Friday, January 21, 2011

Suffrage and corruption plus the real deficit problem

(Photo from the New York Daily News)

In an essay titled "Speak, Money" in the October issue of Harper's, Roger D. Hodge talks of suffrage:

"Ideally," he says, "our ballots purport to be expressions of political will, which we hope and pray will be translated into legislative and executive action by our pretended representatives. ...

"Alas ... voting is the beginning of civic virtue, not its end, and as suffrage has expanded so has its value been steadily debased. The locus of real power is elsewhere. Wealth and property qualifications, poll taxes, and the like are very far from being historical curiosities; they have simply mutated."

Here's the crux of the matter, which so many of us are feeling so deeply and painfully:

"Campaign contributions and other forms of political spending have assumed that old exclusionary function [e.g. poll taxes], and only those who can afford to pay are able truly to manifest their political will. Voters still 'matter,' of course, but only as raw material to be shaped by the actual form of political influence--money--which molds the body politic be realizing itself in the ductile mass of common voters."

Now, this state of affairs, claims Mr. Hodge, has a name. It is "corruption." Here's the process and the result: "Corruption, in its institutional sense, denotes the degeneration of republican forms of government into despotism, and typically comes about when the private ends of a narrow faction of citizens succeed in capturing the engines of government ... a corrupt citizenry is one that has allowed its private and narrow personal interests to trump those of the general public."

Mr. Hodge's entire essay may be found in the October 2010 issue of Harper's, pp. 13-17.
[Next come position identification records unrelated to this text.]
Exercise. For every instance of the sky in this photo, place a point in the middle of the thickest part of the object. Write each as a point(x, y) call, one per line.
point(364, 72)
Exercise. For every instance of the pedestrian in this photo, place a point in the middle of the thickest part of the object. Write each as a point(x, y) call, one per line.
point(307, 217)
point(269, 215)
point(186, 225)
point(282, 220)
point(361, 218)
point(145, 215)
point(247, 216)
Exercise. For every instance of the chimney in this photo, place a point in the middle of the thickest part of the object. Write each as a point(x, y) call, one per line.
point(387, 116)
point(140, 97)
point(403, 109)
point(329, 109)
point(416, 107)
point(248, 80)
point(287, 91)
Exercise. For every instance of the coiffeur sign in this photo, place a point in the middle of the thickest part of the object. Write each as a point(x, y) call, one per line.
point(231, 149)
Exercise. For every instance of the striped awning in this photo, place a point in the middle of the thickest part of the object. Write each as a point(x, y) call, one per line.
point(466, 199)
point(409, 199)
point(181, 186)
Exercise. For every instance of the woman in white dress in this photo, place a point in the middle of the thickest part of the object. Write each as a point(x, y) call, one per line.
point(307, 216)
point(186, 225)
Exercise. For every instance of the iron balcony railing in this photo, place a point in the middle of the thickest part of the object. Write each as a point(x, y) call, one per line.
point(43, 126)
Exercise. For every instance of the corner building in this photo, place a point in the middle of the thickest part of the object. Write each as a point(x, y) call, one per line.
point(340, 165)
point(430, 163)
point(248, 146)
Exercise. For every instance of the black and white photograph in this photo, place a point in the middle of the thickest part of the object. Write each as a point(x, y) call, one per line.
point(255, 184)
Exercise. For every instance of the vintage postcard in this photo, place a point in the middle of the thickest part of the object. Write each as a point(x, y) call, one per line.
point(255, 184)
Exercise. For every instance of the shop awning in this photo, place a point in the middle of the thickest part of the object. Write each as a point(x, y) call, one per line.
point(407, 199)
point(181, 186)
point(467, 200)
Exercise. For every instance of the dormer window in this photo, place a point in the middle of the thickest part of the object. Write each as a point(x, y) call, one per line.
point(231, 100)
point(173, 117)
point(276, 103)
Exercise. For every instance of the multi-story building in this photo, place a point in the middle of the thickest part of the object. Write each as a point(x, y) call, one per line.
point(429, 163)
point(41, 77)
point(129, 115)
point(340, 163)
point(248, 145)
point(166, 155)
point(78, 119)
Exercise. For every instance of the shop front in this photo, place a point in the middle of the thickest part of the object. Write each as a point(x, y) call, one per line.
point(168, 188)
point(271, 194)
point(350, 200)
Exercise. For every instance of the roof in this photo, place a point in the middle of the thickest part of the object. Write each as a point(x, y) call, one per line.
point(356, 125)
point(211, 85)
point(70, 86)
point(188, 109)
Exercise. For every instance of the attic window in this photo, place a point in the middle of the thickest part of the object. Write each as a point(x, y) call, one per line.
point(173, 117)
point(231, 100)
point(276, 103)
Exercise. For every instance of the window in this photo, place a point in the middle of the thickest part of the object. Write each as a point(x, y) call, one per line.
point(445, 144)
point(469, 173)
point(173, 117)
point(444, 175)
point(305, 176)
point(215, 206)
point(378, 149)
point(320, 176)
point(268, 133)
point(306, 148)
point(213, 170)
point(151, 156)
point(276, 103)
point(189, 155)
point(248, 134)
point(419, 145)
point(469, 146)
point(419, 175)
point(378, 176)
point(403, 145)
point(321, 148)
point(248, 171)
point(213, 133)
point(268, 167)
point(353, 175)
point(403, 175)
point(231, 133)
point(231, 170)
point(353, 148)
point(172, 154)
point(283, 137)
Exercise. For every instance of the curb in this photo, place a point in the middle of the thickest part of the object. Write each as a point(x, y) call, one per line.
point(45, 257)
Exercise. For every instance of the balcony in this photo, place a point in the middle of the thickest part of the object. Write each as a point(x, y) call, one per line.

Now to the so-called "deficit" problem, which may be a real problem, but the Republicans really do not care about the deficit. They care only that their ideology triumphs no matter the cost to the public - especially to the poorest and most needy of our citizenry.

To repeal the health care bill will increase the deficit by at least $230 billion dollars.

Thus repeal of the health care bill is not about deficit reduction. It's about petulant Republican ass-holes in Congress pushing their moldy and quite rotten views about government onto an ignorant and unsuspecting public!

If one is serious about reducing the deficit, one does not start with programs that keep people alive, but with programs that kill people. Like, say our warmongering program; by reducing the Pentagon budget.

Again, from Harper's October issue:

Thirty-eight percent "of this year's federal budget deficit [is] attributable to Bush-era tax cuts and the wars in Iraq and Afghanistan."

Thirty-eight percent!!!

One does not begin reducing the deficit by cutting Social Security and Medicare/Medicaid, programs vital to the well-being of millions of our citizens. The tea party crackpots and other goofy Repugnicans like Sarah Palin have used to great effect the big lie about "death panels" in the health care reform bill. Now they are using the big lie about deficit reduction, claiming that the health care bill will send the deficit into the stratosphere.  Obviously, they know what they say is not true. But truth doesn't matter because they live only for political power. That end justifies every means available to them, no matter how low or scummy those means might be!

Honest people, people truly concerned about not only the deficit but American citizens, will start cutting the deficit by raising taxes on the rich and ultra-rich! We should not be repealing health care reform, we should repeal Bush's tax-cuts for the wealthy!

But most of our politicians are bought and paid for by the wealthy in our society. Thus, the poorest among us will necessarily bear the brunt of Republican and blue-dog Democrat machinations.

1 comment:

Bob Poris said...

I think all sides should reaffirm faith in the Congressional Budget Committee as a bi-partisan and unbiased source of the actual figures used to judge legislative costs.

If one party refuses to accept its conclusions, it will no be accepted when trying to assess the costs of any bills.

It is terribly important that this issue be raised and publicized so that we all understand its importance.

The lies and propaganda will continue but there must be some trusted source that both parities and the public can go to in order to find the truth.

Without it, special interests will always prevail if they have the funds to influence the public.

The media, so far, has not seemed to realize the importance of this body.